Malayalam (മലയാളം malayāḷaṁ) is a Dravidian language used predominantly in the state of Kerala, in southern India. It is one of the 22 official languages of India, and it is used by around 36 million people. Malayalam is also widely used in the union territories of Lakshadweep and Mahé, the Kanyakumari district of Tamil Nadu, and Dakshina Kannada, and Kodagu districts of Karnataka. It is also used by a large population of Indian expatriates living in Arab States, the United Kingdom, the United States,Singapore, Australia, and Canada. Malayalam formed out of Proto-Dravidian rather late and began developing a body of literature by the 9th century CE. Before Malayalam came into being, Proto-Dravidian was used in literature and courts of a region called Tamilakam. The modern Tamil language also developed from this Proto-Dravidian. Malayalam uses a large proportion of Sanskrit vocabulary. Loans have also been made from Portuguese, Arabic, Syriac, and in more recent times English. The predominant spoken language in Kerala is Malayalam, most of whose speakers live in Kerala. Malayalam literature is ancient in origin, and includes such figures as the 14th century Niranam poets (Madhava Panikkar, Sankara Panikkar and Rama Panikkar), and the 17th century poet Thunchaththu Ezhuthachan whose works mark the dawn of both modern Malayalam language and indigenous Keralite poetry. The "triumvirate of poets" (Kavithrayam), Kumaran Asan, Vallathol Narayana Menon, and Ulloor S. Parameswara Iyer, are recognised for moving Keralite poetry away from archaic sophistry and metaphysics, and towards a more lyrical mode. In the second half of the 20th century, Jnanpith awardees like G. Sankara Kurup, S. K. Pottekkatt, Thakazhi Sivasankara Pillai and M. T. Vasudevan Nair have made valuable contributions to the Malayalam literature. Later, such Keralite writers as O. V. Vijayan, Kamaladas, M. Mukundan, and Booker Prize winner Arundhati Roy, whose 1996 semi-autobiographical bestseller The God of Small Things is set in the Kottayam town of Ayemenem, have gained international recognition.
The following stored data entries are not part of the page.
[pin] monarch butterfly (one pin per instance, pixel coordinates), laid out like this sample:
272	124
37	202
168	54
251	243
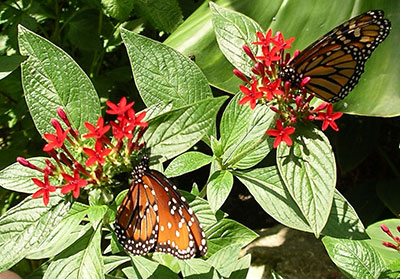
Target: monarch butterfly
154	216
335	62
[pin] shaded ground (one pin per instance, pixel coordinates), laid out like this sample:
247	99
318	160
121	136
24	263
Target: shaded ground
292	254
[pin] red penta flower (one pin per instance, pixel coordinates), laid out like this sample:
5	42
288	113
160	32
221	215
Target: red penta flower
264	41
119	109
122	129
269	56
251	94
329	118
281	134
45	190
98	131
280	42
136	120
74	185
56	140
96	155
272	89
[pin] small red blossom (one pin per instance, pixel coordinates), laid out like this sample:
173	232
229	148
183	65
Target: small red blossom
264	41
396	239
280	42
251	94
97	132
281	134
96	155
122	129
45	190
74	185
57	140
329	118
119	109
136	120
272	89
269	56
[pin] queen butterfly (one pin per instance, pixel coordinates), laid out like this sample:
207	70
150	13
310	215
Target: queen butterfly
336	61
154	216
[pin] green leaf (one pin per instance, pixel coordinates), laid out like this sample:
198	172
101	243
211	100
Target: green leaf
187	162
83	31
202	209
96	213
241	268
9	63
267	188
227	232
163	75
144	268
19	178
164	15
218	188
343	221
252	144
233	30
309	172
275	275
196	269
176	131
63	235
196	36
82	259
111	262
377	236
51	79
26	226
167	260
118	9
224	260
354	257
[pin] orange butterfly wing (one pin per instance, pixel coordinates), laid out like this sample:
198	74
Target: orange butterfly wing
336	61
154	216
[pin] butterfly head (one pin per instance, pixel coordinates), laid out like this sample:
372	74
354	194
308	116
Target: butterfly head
288	73
139	170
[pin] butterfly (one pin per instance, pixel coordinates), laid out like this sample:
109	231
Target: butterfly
154	216
336	61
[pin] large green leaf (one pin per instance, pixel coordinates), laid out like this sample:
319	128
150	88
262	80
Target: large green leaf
227	232
164	15
250	145
267	188
218	188
163	75
309	172
355	258
176	131
233	30
26	226
377	92
82	259
63	235
52	79
144	268
224	260
19	178
187	162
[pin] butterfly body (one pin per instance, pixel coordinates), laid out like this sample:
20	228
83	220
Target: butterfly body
336	61
154	216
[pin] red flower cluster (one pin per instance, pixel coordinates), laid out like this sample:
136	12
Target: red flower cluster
396	239
291	104
68	171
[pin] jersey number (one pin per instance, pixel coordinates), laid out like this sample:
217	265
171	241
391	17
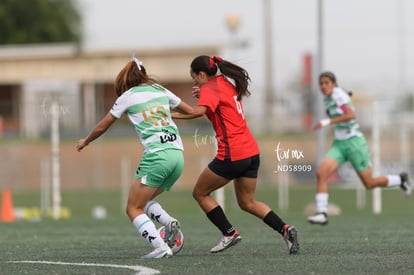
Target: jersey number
156	114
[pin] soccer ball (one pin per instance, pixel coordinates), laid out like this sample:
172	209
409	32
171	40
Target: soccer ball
179	242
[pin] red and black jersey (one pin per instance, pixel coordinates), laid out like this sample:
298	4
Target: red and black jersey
234	139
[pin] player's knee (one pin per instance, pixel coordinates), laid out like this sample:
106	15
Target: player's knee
369	183
246	205
321	174
196	195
The term "Malayalam" comes from the words mala (Mountain), alam (Place). Hence malayali means Mountain people who lived beyond the Western Ghats, and Malayalam the language that was spoken there. Another etymology is that it comes from mala (Mountain) and azham (Ocean) - referring to the Sahya mountains and Arabian Sea that bound Kerala. Malayazham later became Malayalam. The word "Malayalam" is spelled as a palindrome in English. However, it is not a palindrome in its own language, for three reasons: the next to last vowel is long and should properly be spelled double or written ā (an a with a macron); the 'l' consonants represent different sounds, the first being dental (Malayalam ല, Roman l) (although the consonant chart below lists that sound as [alveolar]) and the second retroflex ([ ɭ ], Malayalam ള, Roman ḷ); and the final 'm' is a mark of nasalization, unlike the initial 'm', which is a full consonant. According to the UCLA language institute, it is the Dravidian language most influenced by Sanskrit.
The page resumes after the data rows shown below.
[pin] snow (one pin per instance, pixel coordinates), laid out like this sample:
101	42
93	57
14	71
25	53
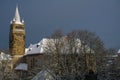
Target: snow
22	66
43	75
4	56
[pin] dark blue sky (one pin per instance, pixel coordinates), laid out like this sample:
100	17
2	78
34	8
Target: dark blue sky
42	17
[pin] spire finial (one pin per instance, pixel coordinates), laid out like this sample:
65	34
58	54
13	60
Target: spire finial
16	18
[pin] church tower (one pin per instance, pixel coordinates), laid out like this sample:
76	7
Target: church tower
17	37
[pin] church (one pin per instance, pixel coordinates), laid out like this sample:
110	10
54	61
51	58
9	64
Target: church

In the early ninth century vattezhuthu (round writing) traceable through the Grantha script, to the pan-Indian Brāhmī script, gave rise to the Malayalam writing system. It is syllabic in the sense that the sequence of graphic elements means that syllables have to be read as units, though in this system the elements representing individual vowels and consonants are for the most part readily identifiable. In the 1960s Malayalam dispensed with many special letters representing less frequent conjunct consonants and combinations of the vowel /u/ with different consonants. Malayalam language script consists of 53 letters including 16 vowels and 37 consonants. The earlier style of writing is now substituted with a new style from 1981. This new script reduces the different letters for typeset from 900 to fewer than 90. This was mainly done to include Malayalam in the keyboards of typewriters and computers. In 1999 a group called Rachana Akshara Vedi, led by Chitrajakumar, and K.H. Hussein, produced a set of free fonts containing the entire character repertoire of more than 900 glyphs. This was announced and released along with an editor in the same year at Thiruvananthapuram, the capital of Kerala. In 2004, the fonts were released under the GNU GPL license by Richard Stallman of the Free Software Foundation at the Cochin University of Science and Technology in Kochi, Kerala.